Friday, December 24, 2010

Tough love

It's my first day at school. I haven't been this nervous in the whole four years of my life. Well, of course there was that time when my Guinnea Pig (whom I, for inexplicable obscure and girly reasons, had decided to name Pigtail) had gotten her little head stuck in the tredmill. I found here in the early morning, letting out heartbreaking screeches of terror. God knows how long she had been fighting for her life in that cage before I tip toed into the living room that early morning.

The first thing I did when I saw her, was to burst out crying.
I know that wasn't the most productive behaviour in emergency situations like this, but I was so shocked, I couldn't help myself.
The second thing I did was to run up the stairs, hysterically sobbing, bursting into my parents' bedroom, yelling out things that couldn't have made much sense to mum and dad, who had only seconds ago still been floating in a magical dream world.
'Pigtail is stuck! Wake up, her head is dying! Dad! Dahaaahaaaady! Help!'

Now my dad's father instinct kicked in. It must have said something like 'Your four year old is standing in front of you and she is screaming for help, this is something very very bad, get the fuck out of bed and save her from whatever it is you need to save her from!'
As if struck by lightening, my dad threw the covers off and jumped out of bed. He was stark naked, because in times of life and death there is no room for prudity. He followed me off the stairs, rubbing sand from his eyes, his penis flabbing left and right with each step he took.

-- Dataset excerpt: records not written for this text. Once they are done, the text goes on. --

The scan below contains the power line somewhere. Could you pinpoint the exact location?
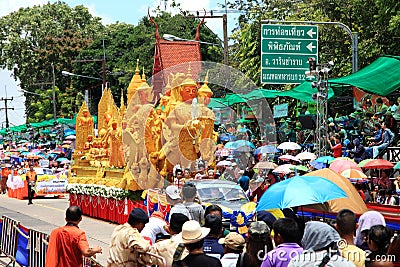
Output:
[0,94,14,128]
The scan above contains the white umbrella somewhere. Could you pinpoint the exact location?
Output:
[279,154,300,162]
[253,161,278,170]
[65,135,76,140]
[296,151,317,160]
[278,142,301,150]
[217,160,232,166]
[272,164,295,174]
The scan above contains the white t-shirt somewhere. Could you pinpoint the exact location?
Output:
[140,217,168,244]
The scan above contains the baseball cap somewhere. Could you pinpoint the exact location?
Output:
[249,221,270,239]
[165,185,181,200]
[218,232,246,250]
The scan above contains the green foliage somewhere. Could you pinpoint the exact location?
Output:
[0,1,103,122]
[68,12,222,114]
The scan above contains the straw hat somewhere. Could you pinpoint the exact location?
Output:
[178,220,210,244]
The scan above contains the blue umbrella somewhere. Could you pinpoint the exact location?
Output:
[257,176,347,210]
[314,156,335,164]
[254,145,278,155]
[310,160,328,170]
[224,140,256,149]
[219,134,237,142]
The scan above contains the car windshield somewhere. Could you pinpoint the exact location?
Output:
[197,184,247,201]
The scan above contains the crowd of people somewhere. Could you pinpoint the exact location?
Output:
[46,205,400,267]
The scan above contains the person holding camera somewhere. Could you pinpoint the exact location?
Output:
[26,165,37,205]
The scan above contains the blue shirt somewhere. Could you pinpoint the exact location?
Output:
[238,175,250,191]
[203,237,224,259]
[261,243,303,267]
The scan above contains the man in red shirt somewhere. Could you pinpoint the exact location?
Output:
[45,206,102,267]
[328,134,342,158]
[26,165,37,205]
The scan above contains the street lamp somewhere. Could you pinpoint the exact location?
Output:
[61,70,102,110]
[163,33,219,45]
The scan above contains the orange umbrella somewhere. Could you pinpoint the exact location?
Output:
[340,169,367,178]
[329,159,362,173]
[305,168,368,214]
[253,161,278,170]
[363,159,394,170]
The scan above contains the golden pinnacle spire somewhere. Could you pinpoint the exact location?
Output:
[204,70,210,84]
[186,63,192,79]
[142,67,146,82]
[165,76,171,91]
[135,59,139,74]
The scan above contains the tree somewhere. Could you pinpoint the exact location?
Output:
[0,1,104,122]
[72,12,222,114]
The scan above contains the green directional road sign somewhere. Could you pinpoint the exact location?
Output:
[261,24,318,84]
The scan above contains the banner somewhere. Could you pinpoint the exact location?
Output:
[35,179,68,195]
[353,87,389,109]
[274,103,289,119]
[39,159,50,168]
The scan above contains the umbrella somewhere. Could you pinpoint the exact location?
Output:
[310,160,328,170]
[253,161,278,170]
[272,164,294,174]
[278,142,301,150]
[279,154,300,162]
[394,161,400,170]
[224,140,256,149]
[254,145,276,155]
[358,159,372,168]
[364,159,394,170]
[290,165,308,172]
[296,151,317,160]
[65,135,76,140]
[314,156,335,164]
[56,158,68,162]
[304,168,368,214]
[340,169,367,178]
[217,160,232,166]
[329,159,362,173]
[219,134,237,142]
[215,148,232,157]
[257,176,347,210]
[332,157,354,162]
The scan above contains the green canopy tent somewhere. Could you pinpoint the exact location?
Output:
[329,55,400,96]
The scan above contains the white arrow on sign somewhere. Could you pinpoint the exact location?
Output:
[306,43,317,52]
[307,28,317,38]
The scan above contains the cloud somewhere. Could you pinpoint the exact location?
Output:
[0,0,47,17]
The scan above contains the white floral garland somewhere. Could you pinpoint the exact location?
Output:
[66,184,128,199]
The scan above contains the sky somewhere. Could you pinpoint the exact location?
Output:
[0,0,235,128]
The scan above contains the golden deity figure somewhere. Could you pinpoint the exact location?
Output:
[105,119,124,168]
[160,73,201,175]
[197,72,218,165]
[76,102,94,153]
[83,134,93,153]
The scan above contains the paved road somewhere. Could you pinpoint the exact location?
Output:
[0,195,116,266]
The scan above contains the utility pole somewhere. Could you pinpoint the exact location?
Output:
[186,14,229,65]
[71,58,107,89]
[0,93,14,128]
[51,63,57,119]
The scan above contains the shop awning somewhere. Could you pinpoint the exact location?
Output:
[329,55,400,96]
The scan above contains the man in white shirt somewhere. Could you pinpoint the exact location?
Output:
[165,185,191,221]
[218,232,246,267]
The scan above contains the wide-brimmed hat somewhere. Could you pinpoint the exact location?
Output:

He must have thought that a thief or a murderer had sneaked into the house and was now hiding in a corner of the living room, waiting to demolish our whole family, because when I reached for the door knob, he roughly pushed me away. I fell and it hurt but I was so confused that I didn't even cry. While I pulled myself up, I witnessed my dad frantically shuffling about the hallway, looking for something. His shoulders and cheeks still had lines from where the doona had settled into his skin, but apart from that, he now looked more awake than ever. He had a wild look in his eyes and as he hurriedly grabbed an umbrella, I wished I hadn't woken him up, I wish I would have just taken care of Pigtail's situation myself.
Dad positioned his naked body in front of the door, twisted the doorknob and kicked the door open.

When you're four years old, your parents are your heroes. They are superhuman and you want to marry both of them and tell everyone you know just how superamazingfantasticspecial they are. I think this particular saturday morning was the beginning of the end of that myth. I watched the object of my toddler admiration stand in the door opening, in all his beer gut glory, armed with an umbrella.

My memory of this moment is that it was incredibly quiet. There were no cars outside, no sound of heels clacking on the pavement, I was holding my breath, I think dad was holding his breath too, and the only audible sound was the sad timbre of the high pitched shrieks Pigtail let out as her neck was slowly breaking.
I rushed past the dad-formerly-known-as-superhero and tended to Pigtail's cage.

I couldn't help her. I opened the door to her cage and reached in with my little arm, trying to bend the tredmill open as carefully as I could, but it was no use - plastic tredmills turn out to be pretty unbendable.
When the reality of the situation finally hit my dad, he came to help me a bit sheepishly. He stuck his hairy dad-arm through the opening and attempted to squeeze his rough skinned dad-fingers between the tredmill. Pigtail's squeals had turned into tired sighs at this point.

'Look at me', dad said. I could smell his morning breath. I looked at him. And suddenly not a single sound came out of the cage any longer. Dad had saved Pigtail in the only way she could be saved.


Ps: A LOVELY CHRISTMAS to all of you! xx

 

 PPS: I ate a guinnea pig when I was in Peru.